I’ve been exploring notions of physical multiplicity for years, and I think you can make rigorous sense of it, using the ideas I’ve already developed in physics. Specifically, I think a multi-verse is fine, and in fact, you can imagine multiplicity expressed through a space that actually exists, where all possible outcomes from a given moment into the next, are actually physically real. Though this implies a question:
How are they arranged in that space?
As stated in a previous note, as a far as I know, multiplicity of outcome is real, given the same initial conditions, since collisions require only conservation of momentum (assuming nothing else changes in the collision). So given a moment in time, all future outcomes would be physically extant in the space of time itself, which would imply a space that grows, but is fixed at all generated points. That is, you’d have a tree that produces from inception, all possible next states. Instead, I think you also need a source that generates basically the same set of initial conditions over and over, and this would be like the Big Bang on repeat, with no material differences between proximate instances. This would cause mass to move not only through Euclidean space, but also through the space of time itself. Creating a space that is at any fixed point, basically the same forever, but nonetheless not truly fixed, with particles that have a velocity in both physical space, and time, entering, and leaving, onto the next.
We can therefore imagine a line through the space of time itself, where nothing changes, because all exchanges of momentum net to zero, causing no change at all to the entire Universe, along that line. That is, this is the freak outcome Universe where every exchange of momentum nets to zero change, producing a static portrait of inception itself –
It’s the coin that always lands on its side, forever.
Imagine this as a line through a plane, with increasingly distant outcomes at increasing distances from this line –
This is all you need to imagine the space of time, organized in the plane.
Now imagine gravity and charge diffuse over both space and time. For if they instead diffuse over only space, then you end up with a law of gravity, e.g., that decreases in strength as a function of linear distance (just use basic trigonometry, assuming a constant rate and distribution of emission of force carriers projected towards a line of increasing distance from a point origin of the force carriers). This is, of course, wrong, because gravity obeys a square law of diffusion. So now instead assume that gravity diffuses over both time and space –
You end up with a square law of diffusion, which is correct.

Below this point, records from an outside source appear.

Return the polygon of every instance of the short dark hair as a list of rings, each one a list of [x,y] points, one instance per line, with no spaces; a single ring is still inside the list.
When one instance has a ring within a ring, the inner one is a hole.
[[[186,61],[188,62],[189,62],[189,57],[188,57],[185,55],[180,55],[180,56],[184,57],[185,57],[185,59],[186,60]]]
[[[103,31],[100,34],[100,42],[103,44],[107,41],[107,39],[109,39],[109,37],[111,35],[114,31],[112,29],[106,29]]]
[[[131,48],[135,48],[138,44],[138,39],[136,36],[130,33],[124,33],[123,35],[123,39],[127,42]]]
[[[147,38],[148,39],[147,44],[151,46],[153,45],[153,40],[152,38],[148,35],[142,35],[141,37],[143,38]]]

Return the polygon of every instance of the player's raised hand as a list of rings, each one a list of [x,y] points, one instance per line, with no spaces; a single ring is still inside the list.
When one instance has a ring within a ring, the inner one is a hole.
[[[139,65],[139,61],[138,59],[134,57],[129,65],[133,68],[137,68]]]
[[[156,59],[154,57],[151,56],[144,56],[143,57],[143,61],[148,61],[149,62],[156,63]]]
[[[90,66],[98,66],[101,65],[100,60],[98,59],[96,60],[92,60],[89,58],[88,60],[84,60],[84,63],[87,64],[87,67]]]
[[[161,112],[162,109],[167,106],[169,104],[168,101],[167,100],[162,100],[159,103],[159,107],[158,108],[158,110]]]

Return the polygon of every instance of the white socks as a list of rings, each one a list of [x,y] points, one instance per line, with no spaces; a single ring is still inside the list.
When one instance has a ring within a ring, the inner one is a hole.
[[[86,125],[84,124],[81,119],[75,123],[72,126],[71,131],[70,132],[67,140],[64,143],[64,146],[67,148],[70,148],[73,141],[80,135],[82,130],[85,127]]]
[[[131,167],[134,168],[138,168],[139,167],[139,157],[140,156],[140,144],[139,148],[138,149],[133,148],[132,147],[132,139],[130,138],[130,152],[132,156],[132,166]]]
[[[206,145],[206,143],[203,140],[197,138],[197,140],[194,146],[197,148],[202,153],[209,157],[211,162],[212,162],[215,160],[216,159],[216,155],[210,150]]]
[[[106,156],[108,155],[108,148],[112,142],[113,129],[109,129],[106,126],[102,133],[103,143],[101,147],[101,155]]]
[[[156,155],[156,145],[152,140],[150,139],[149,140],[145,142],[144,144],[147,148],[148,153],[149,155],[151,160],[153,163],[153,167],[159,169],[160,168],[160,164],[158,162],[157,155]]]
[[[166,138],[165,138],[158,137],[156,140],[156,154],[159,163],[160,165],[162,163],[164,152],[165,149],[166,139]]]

This suggests the possibility that both gravity and charge are emitted through the space of time itself, in addition to Euclidean space.
But if this is the case, then it poses a related problem:
This implies that identical masses would be positioned proximately to each other in the space of time itself, subject to gravity. They would therefore attract each other, through gravity, which could literally cause a collision between two physically proximate moments in time. Since this doesn’t seem to happen, there must be a mechanism that ensures this doesn’t happen, though I think dark energy could be the result of gravity from proximate outcomes in time (note we wouldn’t be able to otherwise interact with the associated mass). And I think you can use charge and perhaps other forces to make sure that there’s no meaningful intrusion of mass from one moment in time into the next. For example, just imagine the entire Universe rotated so that the next copy of itself is oriented so as to maximize electrostatic repulsion between the original, and the copy, which is positioned at some distance in another space, which I treat as time. This would create repulsion between moments in time, ensuring that only small intrusions occur, which seem to happen, at the quantum scale, where energy comes and goes over short periods of time. This would not apply to light, which could be a means of communication through time.
Moreover, because we can’t physically measure complex numbers, I believe that distance in time actually has complex units, for good reason, rooted at least in part in Relativity. That is, I suspect there’s another space altogether that we progress through, as stated above, that actually has units of complex length (see Footnote 7 of, A Unified Model of the Gravitational, Electrostatic, and Magnetic Forces).
I’ve argued that multiplicity and waves are physically related, and this makes perfect sense, because waves are by definition a distribution over some space. Now consider the idea of not thermodynamic reversibility, but real mathematical reversibility, and consider it in the context of time –
How many initial conditions can give rise to the same final outcome?
Because conservation of momentum is typically the only constraint for collisions, the answer is an infinite number of initial conditions. So now imagine moving backwards through time, from a given state of a system, to its possible prior states, and what do you have?
A wave, an actual quantum wave.
So this suggests at least the possibility that the transition from a point particle to a wave is the result of a change that flips a switch on the direction of time itself, causing a particle to propagate forwards through time, as if it were propagating backwards.